CRÓNICA DA IIIª GUERRA MUNDIAL (Nº35): A MEMÓRIA DURADOIRA DOS POVOS DO ORIENTE

 Estas crónicas, com periodicidade irregular, destinam-se a ajudar na compreensão do que vem acontecendo no Mundo, partindo do ponto de vista de que estamos numa nova Guerra Mundial, a 3ª. 

Esta guerra mundial começou - segundo a minha visão da História contemporânea - desde o momento em que a OTAN desencadeou uma guerra não provocada, com os bombardeamentos aéros à Sérvia. Quis esta aliança bélica (não defensiva) mostrar ser capaz de arrasar um Estado europeu, ou qualquer outro que estivesse em contradição com as doutrinas neoliberais e a hegemonia dos EUA. 

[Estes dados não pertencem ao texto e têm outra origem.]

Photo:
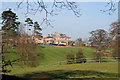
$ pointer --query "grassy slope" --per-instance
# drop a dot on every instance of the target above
(53, 55)
(97, 70)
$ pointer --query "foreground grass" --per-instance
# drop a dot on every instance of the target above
(53, 55)
(87, 70)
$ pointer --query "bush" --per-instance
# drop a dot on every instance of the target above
(70, 58)
(75, 58)
(80, 58)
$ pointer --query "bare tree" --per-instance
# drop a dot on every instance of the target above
(114, 31)
(99, 39)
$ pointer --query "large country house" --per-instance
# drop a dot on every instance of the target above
(55, 38)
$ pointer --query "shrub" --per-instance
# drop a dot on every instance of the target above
(80, 58)
(70, 58)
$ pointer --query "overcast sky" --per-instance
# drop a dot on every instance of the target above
(67, 23)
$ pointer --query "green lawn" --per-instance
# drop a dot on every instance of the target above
(53, 55)
(50, 56)
(87, 70)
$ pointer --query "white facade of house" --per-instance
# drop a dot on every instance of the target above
(55, 38)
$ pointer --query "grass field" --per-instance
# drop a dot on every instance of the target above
(50, 56)
(53, 55)
(87, 70)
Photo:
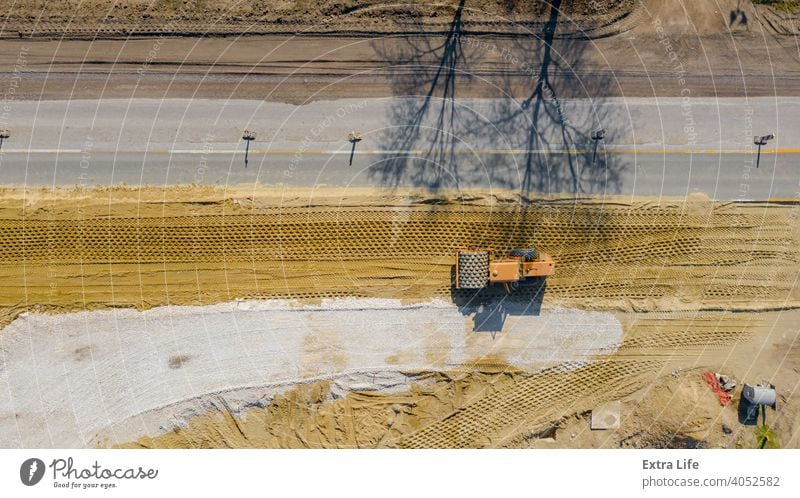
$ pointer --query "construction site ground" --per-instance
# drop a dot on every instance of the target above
(192, 316)
(695, 285)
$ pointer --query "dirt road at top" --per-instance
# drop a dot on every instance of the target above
(657, 49)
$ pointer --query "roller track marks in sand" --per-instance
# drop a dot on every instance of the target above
(531, 404)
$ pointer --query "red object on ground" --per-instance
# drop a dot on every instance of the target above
(711, 380)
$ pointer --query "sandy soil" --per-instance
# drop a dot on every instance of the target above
(688, 263)
(66, 250)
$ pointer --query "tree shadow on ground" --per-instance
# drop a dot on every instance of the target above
(526, 138)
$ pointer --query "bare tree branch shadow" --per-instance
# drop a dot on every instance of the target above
(532, 144)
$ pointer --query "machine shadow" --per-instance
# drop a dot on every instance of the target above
(489, 307)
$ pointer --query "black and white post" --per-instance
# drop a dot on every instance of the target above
(353, 137)
(248, 136)
(597, 135)
(4, 134)
(761, 141)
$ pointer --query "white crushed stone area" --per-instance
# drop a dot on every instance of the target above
(65, 379)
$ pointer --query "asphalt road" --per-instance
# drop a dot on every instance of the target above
(723, 176)
(669, 147)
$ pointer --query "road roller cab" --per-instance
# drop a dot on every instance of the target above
(475, 268)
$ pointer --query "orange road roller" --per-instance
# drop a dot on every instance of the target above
(476, 268)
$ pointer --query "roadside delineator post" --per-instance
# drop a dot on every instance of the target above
(353, 137)
(761, 141)
(597, 135)
(4, 134)
(248, 136)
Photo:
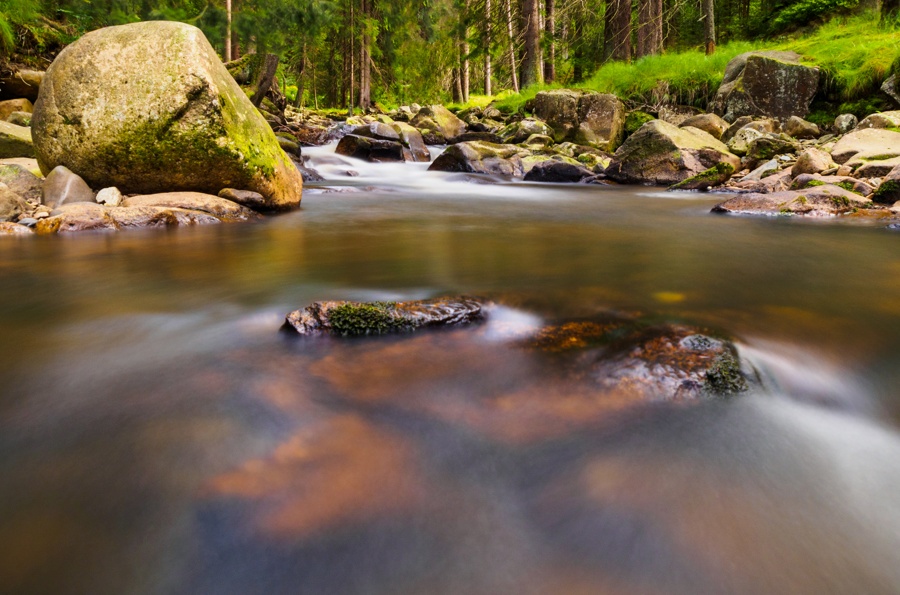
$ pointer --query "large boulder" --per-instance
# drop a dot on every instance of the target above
(149, 107)
(22, 82)
(438, 119)
(15, 141)
(818, 201)
(771, 84)
(481, 158)
(660, 153)
(594, 119)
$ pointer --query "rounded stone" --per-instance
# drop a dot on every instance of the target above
(149, 107)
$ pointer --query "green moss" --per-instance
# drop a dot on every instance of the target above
(714, 176)
(888, 192)
(635, 120)
(724, 378)
(376, 318)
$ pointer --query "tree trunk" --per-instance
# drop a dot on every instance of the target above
(464, 48)
(365, 62)
(649, 31)
(617, 32)
(709, 26)
(487, 47)
(890, 10)
(512, 47)
(228, 57)
(532, 73)
(266, 78)
(550, 27)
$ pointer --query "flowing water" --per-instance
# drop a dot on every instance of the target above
(159, 435)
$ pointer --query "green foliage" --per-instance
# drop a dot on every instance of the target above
(353, 320)
(806, 11)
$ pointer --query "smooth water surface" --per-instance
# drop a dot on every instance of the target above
(159, 435)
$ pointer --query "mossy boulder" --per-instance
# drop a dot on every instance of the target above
(889, 190)
(439, 120)
(149, 107)
(771, 84)
(355, 319)
(714, 176)
(663, 154)
(481, 158)
(818, 201)
(15, 141)
(594, 119)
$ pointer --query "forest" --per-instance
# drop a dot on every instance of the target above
(345, 53)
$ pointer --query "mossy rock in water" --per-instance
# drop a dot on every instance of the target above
(714, 176)
(355, 319)
(149, 107)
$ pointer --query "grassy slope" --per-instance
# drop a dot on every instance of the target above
(855, 55)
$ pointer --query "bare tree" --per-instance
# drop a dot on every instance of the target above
(532, 72)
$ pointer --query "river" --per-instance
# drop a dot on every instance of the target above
(158, 434)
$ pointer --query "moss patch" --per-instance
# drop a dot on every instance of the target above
(354, 320)
(724, 378)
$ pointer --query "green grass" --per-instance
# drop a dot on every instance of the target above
(855, 55)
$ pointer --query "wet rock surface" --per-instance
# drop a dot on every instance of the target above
(352, 319)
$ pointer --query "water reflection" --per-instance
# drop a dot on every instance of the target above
(157, 435)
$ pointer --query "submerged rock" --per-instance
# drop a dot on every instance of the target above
(350, 319)
(826, 200)
(481, 158)
(149, 107)
(660, 153)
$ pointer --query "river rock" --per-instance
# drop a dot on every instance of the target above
(15, 141)
(845, 123)
(22, 82)
(711, 124)
(868, 143)
(740, 142)
(348, 319)
(62, 186)
(877, 168)
(660, 153)
(889, 190)
(412, 141)
(518, 132)
(220, 208)
(481, 158)
(149, 107)
(714, 176)
(677, 114)
(847, 183)
(817, 201)
(558, 172)
(15, 105)
(110, 197)
(594, 119)
(370, 149)
(8, 228)
(881, 120)
(440, 120)
(245, 198)
(768, 147)
(79, 217)
(11, 204)
(799, 128)
(21, 181)
(766, 83)
(812, 161)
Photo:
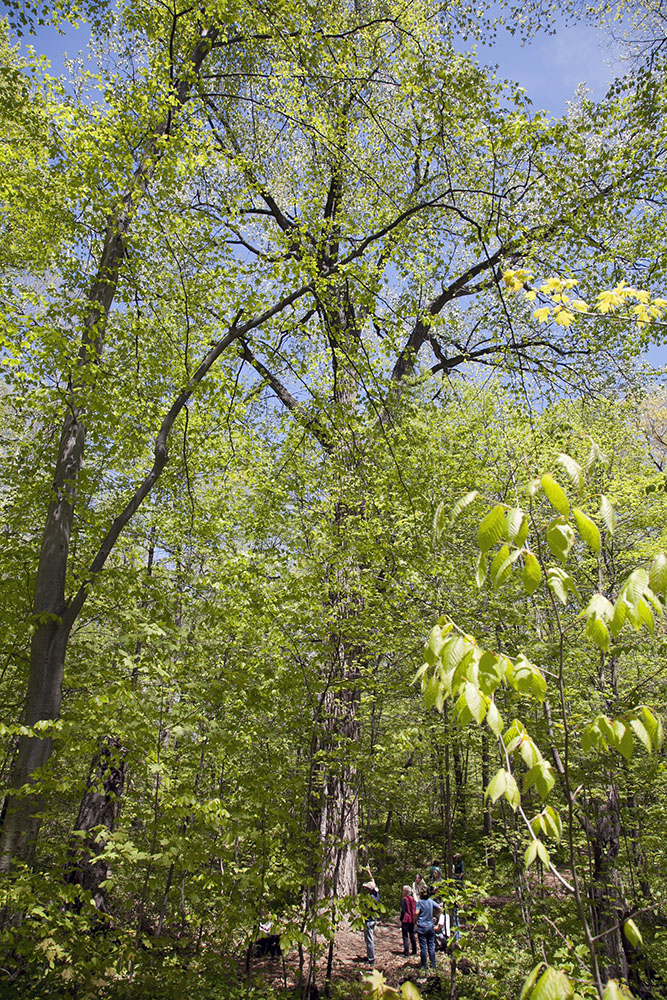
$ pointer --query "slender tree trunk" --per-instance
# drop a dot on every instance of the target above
(99, 807)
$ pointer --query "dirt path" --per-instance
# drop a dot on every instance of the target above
(349, 962)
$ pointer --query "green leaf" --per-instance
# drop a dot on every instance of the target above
(496, 786)
(624, 742)
(552, 985)
(516, 526)
(560, 539)
(645, 615)
(573, 470)
(491, 670)
(634, 587)
(658, 574)
(607, 514)
(475, 703)
(543, 853)
(480, 569)
(619, 616)
(491, 529)
(431, 692)
(453, 651)
(531, 574)
(529, 752)
(435, 643)
(530, 982)
(653, 726)
(555, 494)
(640, 731)
(462, 503)
(531, 853)
(633, 934)
(494, 720)
(512, 791)
(499, 559)
(614, 991)
(591, 737)
(597, 632)
(542, 776)
(552, 823)
(561, 584)
(588, 530)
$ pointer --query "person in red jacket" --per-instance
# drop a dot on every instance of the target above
(408, 920)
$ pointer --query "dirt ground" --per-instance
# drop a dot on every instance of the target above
(350, 959)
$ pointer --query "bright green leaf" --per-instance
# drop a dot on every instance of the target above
(588, 530)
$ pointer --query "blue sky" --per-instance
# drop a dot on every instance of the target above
(549, 68)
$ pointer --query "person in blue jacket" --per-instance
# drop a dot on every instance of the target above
(426, 910)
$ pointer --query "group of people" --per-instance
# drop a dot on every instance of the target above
(423, 913)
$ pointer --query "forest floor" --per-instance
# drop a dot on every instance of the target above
(349, 963)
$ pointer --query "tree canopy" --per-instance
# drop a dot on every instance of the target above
(333, 505)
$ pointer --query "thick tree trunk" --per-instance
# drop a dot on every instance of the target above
(339, 813)
(54, 616)
(98, 811)
(21, 820)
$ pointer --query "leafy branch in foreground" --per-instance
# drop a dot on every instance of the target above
(559, 550)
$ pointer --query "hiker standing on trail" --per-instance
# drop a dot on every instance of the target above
(371, 920)
(418, 886)
(408, 920)
(426, 910)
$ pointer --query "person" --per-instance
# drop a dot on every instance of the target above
(408, 920)
(426, 911)
(371, 920)
(441, 930)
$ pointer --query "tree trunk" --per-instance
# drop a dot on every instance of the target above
(54, 615)
(99, 807)
(606, 897)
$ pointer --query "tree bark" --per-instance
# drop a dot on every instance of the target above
(98, 812)
(54, 615)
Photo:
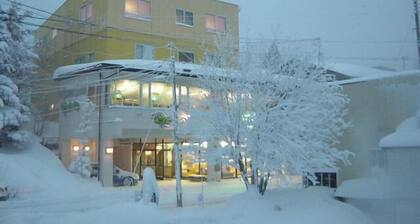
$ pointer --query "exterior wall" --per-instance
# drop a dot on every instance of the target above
(118, 122)
(376, 108)
(110, 21)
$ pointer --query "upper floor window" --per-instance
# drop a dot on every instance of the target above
(187, 57)
(184, 17)
(86, 12)
(216, 23)
(138, 8)
(143, 51)
(53, 33)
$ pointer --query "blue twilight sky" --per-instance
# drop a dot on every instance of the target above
(365, 32)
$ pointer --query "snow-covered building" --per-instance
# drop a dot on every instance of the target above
(384, 179)
(378, 103)
(116, 102)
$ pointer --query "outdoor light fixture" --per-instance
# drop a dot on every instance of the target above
(204, 145)
(76, 148)
(109, 150)
(223, 144)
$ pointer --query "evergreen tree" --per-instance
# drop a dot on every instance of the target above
(12, 113)
(17, 57)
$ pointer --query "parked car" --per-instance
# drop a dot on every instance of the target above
(120, 177)
(4, 193)
(124, 178)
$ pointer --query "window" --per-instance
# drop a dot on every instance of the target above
(138, 9)
(214, 60)
(161, 94)
(187, 57)
(326, 179)
(216, 24)
(90, 57)
(142, 51)
(145, 95)
(53, 33)
(125, 92)
(197, 95)
(86, 12)
(184, 17)
(93, 94)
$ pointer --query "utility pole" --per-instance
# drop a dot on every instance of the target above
(416, 17)
(176, 148)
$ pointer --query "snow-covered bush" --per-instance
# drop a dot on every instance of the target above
(81, 165)
(12, 113)
(149, 191)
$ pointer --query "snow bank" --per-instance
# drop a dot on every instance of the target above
(356, 70)
(406, 135)
(379, 187)
(34, 171)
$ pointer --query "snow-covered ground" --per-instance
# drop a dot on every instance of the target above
(47, 193)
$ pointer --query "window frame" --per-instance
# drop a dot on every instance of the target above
(143, 53)
(189, 52)
(84, 9)
(183, 23)
(214, 20)
(138, 16)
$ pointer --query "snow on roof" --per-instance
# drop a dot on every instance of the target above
(406, 135)
(155, 65)
(356, 71)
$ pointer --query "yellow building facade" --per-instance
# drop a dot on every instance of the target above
(82, 31)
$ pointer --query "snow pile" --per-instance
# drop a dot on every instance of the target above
(406, 135)
(292, 206)
(380, 187)
(35, 172)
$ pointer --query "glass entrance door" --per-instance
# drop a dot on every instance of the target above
(157, 156)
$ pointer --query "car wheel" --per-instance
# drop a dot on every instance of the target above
(128, 181)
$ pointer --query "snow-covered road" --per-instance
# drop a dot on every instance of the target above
(119, 195)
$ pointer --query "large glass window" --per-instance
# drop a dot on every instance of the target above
(161, 94)
(138, 8)
(216, 24)
(145, 94)
(125, 92)
(184, 17)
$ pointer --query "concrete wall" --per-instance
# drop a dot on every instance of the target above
(376, 108)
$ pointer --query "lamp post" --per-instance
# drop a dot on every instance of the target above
(176, 148)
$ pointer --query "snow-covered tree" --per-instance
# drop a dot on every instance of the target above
(282, 112)
(81, 164)
(12, 113)
(16, 51)
(222, 111)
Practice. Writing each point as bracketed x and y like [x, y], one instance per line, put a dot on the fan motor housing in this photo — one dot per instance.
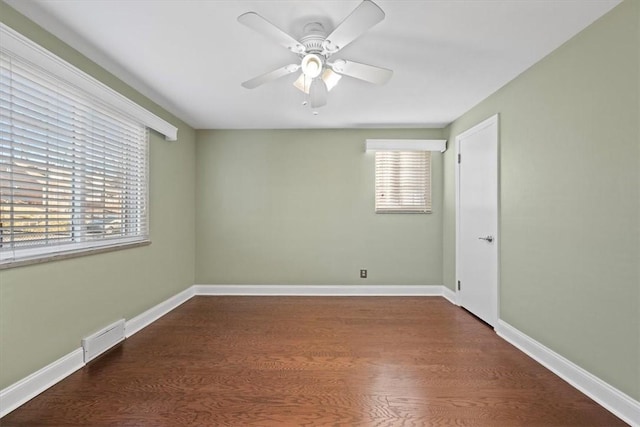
[314, 35]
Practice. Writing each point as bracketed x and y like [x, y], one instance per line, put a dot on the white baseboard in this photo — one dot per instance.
[319, 290]
[154, 313]
[618, 403]
[450, 295]
[31, 386]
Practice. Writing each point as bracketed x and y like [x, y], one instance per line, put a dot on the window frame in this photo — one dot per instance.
[408, 182]
[14, 45]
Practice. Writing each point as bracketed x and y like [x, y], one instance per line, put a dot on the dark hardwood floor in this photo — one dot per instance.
[313, 361]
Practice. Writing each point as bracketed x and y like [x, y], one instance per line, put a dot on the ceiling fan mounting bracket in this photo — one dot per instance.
[314, 37]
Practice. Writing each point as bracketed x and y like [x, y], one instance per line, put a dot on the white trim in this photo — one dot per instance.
[29, 387]
[406, 145]
[450, 295]
[15, 42]
[154, 313]
[604, 394]
[319, 290]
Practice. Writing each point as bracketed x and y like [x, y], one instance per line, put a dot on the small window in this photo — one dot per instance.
[403, 182]
[73, 170]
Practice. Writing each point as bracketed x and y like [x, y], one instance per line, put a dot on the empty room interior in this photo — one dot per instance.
[274, 213]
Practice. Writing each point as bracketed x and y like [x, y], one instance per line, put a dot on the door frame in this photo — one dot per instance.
[495, 119]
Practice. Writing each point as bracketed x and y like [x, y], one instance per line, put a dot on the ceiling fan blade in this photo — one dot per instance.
[270, 76]
[363, 17]
[368, 73]
[267, 29]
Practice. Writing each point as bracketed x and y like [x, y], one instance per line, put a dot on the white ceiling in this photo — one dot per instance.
[190, 56]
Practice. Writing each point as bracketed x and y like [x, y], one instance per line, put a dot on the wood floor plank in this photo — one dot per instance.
[313, 361]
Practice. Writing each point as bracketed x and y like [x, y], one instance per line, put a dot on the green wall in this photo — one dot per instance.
[296, 207]
[570, 194]
[46, 309]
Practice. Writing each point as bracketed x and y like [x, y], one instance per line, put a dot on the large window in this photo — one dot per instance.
[403, 182]
[73, 169]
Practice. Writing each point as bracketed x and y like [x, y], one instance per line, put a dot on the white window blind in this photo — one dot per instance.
[73, 170]
[403, 182]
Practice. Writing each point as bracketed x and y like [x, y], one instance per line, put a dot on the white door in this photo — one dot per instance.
[477, 220]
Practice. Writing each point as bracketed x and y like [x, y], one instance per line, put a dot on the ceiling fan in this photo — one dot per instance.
[315, 49]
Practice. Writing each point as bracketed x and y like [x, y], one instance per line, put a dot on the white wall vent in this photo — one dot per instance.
[96, 344]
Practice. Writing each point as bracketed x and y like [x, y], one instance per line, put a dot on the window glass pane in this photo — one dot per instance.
[403, 182]
[73, 172]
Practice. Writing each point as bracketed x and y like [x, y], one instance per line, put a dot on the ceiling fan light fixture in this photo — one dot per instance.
[330, 78]
[318, 93]
[311, 65]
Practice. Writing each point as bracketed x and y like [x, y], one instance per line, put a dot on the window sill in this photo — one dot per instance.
[71, 254]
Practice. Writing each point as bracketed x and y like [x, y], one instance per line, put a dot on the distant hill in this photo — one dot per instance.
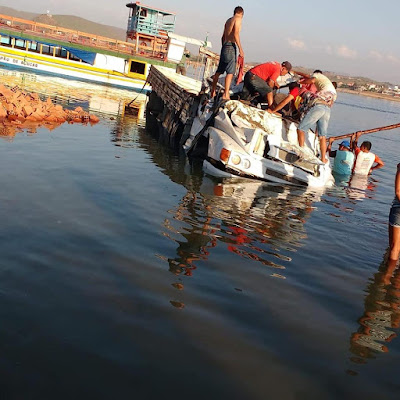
[70, 22]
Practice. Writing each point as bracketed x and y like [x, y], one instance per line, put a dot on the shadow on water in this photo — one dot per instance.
[256, 221]
[381, 317]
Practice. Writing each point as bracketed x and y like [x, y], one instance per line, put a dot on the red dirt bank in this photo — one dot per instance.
[22, 109]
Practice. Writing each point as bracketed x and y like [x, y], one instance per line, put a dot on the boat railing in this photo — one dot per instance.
[146, 45]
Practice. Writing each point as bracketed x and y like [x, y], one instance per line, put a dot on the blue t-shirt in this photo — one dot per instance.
[343, 163]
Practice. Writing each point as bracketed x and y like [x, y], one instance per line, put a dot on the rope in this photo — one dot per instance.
[382, 128]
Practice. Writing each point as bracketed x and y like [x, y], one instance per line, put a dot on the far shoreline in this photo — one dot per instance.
[370, 94]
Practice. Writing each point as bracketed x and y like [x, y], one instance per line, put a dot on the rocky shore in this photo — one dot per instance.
[19, 109]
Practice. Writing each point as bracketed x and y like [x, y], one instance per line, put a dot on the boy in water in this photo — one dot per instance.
[227, 62]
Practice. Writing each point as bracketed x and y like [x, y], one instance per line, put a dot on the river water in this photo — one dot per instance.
[127, 273]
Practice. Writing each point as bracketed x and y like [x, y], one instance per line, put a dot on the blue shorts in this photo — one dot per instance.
[319, 115]
[394, 217]
[227, 60]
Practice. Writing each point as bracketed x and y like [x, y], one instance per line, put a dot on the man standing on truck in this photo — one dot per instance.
[230, 43]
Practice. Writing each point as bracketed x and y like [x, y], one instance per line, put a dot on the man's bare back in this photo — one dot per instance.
[227, 61]
[232, 30]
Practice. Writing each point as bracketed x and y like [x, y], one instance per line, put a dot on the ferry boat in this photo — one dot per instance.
[54, 50]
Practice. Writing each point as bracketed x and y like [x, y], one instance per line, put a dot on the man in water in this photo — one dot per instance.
[262, 78]
[365, 159]
[319, 112]
[344, 158]
[227, 61]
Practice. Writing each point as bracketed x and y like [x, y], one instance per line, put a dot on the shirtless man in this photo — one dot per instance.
[227, 62]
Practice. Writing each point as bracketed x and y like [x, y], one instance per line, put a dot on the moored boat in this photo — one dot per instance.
[55, 50]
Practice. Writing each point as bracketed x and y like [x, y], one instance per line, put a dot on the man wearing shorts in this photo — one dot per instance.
[262, 78]
[227, 61]
[320, 112]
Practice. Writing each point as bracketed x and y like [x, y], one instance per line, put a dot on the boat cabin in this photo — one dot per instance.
[148, 28]
[149, 21]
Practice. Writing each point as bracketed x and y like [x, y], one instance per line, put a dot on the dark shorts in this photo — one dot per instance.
[227, 59]
[394, 217]
[254, 84]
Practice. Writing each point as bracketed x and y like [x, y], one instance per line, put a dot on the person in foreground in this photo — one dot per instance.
[394, 220]
[227, 62]
[344, 158]
[365, 159]
[287, 105]
[319, 112]
[261, 80]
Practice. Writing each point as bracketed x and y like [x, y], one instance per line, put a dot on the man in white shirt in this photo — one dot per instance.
[320, 111]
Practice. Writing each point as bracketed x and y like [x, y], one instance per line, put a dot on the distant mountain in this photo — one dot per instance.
[70, 22]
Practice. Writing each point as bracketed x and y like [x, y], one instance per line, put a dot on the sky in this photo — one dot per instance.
[352, 37]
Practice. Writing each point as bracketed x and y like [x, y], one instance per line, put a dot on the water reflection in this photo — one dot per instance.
[381, 314]
[259, 222]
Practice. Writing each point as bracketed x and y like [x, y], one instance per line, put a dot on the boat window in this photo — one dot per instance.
[6, 40]
[33, 46]
[60, 52]
[137, 67]
[73, 57]
[47, 49]
[20, 43]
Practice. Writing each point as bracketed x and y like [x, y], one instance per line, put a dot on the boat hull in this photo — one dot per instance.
[69, 69]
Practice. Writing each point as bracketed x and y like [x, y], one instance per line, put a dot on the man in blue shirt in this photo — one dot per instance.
[344, 158]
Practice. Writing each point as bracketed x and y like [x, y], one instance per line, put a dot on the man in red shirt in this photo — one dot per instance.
[262, 78]
[287, 105]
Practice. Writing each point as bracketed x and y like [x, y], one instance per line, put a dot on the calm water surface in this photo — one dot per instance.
[127, 273]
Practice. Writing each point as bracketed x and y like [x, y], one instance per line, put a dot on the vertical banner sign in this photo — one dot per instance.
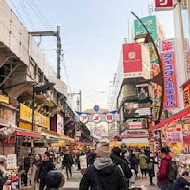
[132, 60]
[151, 25]
[164, 5]
[167, 48]
[187, 58]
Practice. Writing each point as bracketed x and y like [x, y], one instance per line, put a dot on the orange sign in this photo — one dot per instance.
[170, 84]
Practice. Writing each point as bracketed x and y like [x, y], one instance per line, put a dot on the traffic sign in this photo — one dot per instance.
[96, 108]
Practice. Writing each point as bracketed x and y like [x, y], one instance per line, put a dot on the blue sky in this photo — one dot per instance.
[92, 33]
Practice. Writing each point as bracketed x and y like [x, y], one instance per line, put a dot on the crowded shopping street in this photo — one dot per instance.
[95, 95]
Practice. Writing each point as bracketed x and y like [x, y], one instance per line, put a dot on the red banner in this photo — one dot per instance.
[132, 59]
[170, 83]
[162, 5]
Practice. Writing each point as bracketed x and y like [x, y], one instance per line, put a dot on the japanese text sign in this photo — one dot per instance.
[162, 5]
[39, 119]
[132, 59]
[186, 95]
[109, 117]
[167, 48]
[150, 23]
[84, 118]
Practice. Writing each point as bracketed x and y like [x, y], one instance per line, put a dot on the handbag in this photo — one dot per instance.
[99, 187]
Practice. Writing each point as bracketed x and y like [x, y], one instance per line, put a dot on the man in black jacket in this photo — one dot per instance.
[46, 166]
[116, 158]
[103, 174]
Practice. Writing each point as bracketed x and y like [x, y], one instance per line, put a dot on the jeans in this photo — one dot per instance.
[166, 187]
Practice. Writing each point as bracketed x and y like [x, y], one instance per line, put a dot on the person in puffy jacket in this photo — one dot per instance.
[45, 167]
[117, 159]
[103, 174]
[54, 180]
[163, 169]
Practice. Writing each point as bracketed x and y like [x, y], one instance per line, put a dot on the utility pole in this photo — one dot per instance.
[58, 53]
[56, 34]
[80, 98]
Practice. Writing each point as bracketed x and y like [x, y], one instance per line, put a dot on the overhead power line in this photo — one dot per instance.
[27, 14]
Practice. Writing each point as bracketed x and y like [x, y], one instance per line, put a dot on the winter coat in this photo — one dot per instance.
[91, 158]
[150, 166]
[180, 183]
[33, 175]
[83, 161]
[68, 159]
[124, 165]
[110, 177]
[163, 169]
[133, 161]
[45, 167]
[27, 163]
[143, 161]
[3, 178]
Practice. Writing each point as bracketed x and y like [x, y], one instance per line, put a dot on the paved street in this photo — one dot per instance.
[73, 184]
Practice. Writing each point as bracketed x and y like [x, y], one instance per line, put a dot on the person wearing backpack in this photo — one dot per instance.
[103, 174]
[162, 175]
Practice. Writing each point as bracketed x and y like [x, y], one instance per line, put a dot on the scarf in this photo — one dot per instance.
[101, 163]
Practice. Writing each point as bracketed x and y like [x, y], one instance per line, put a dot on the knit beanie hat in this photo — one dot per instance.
[103, 149]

Desde 24 de Fevereiro de 2022, a «operação militar especial» foi desencadeada pela Rússia em defesa das populações russófonas do Don e enquanto resposta às sérias ameaças de genocídio pelo exército ucraniano, numa sucessão de crimes de guerra (cerca de 15.000 mortes civis) desde o golpe de Maidan em 2014, até ao início de 2022. 

Esta situação de guerra no solo ucraniano está longe de ser o primeiro sinal de que o Mundo se encaminha para uma ruptura completa entre o «Oriente» e o «Ocidente»: Desde os inícios do Século XXI que se multiplicaram estes sinais,  à medida que o Ocidente ia perdendo dominância económica, tecnológica e nos mercados internacionais. Com a criação e expansão dos BRICS, aumentava em paralelo a retórica belicista ocidental. Mas também no terreno geoestratégico e militar a OTAN ia incorporando várias nações, previamente integradas no Pacto de Varsóvia, tendo como consequência ser cada vez mais difícil a defesa do território da Rússia. 

Esta agressividade do «Ocidente» - EUA, países da OTAN e  não-ocidentais como o Japão, a Coreia do Sul e Austrália - não se ficava pela Europa do Leste. Tinha muitos outros teatros, onde estava ativa:

- Na Ásia Ocidental, os sionistas e seu exército esmagavam impunemente as populações palestinas nos Territórios sob ocupação (Gaza, Cisjordânia, Jerusalém oriental). Frequentemente, faziam incursões militares destruidoras em países vizinhos, em particular, no Líbano e na Síria. 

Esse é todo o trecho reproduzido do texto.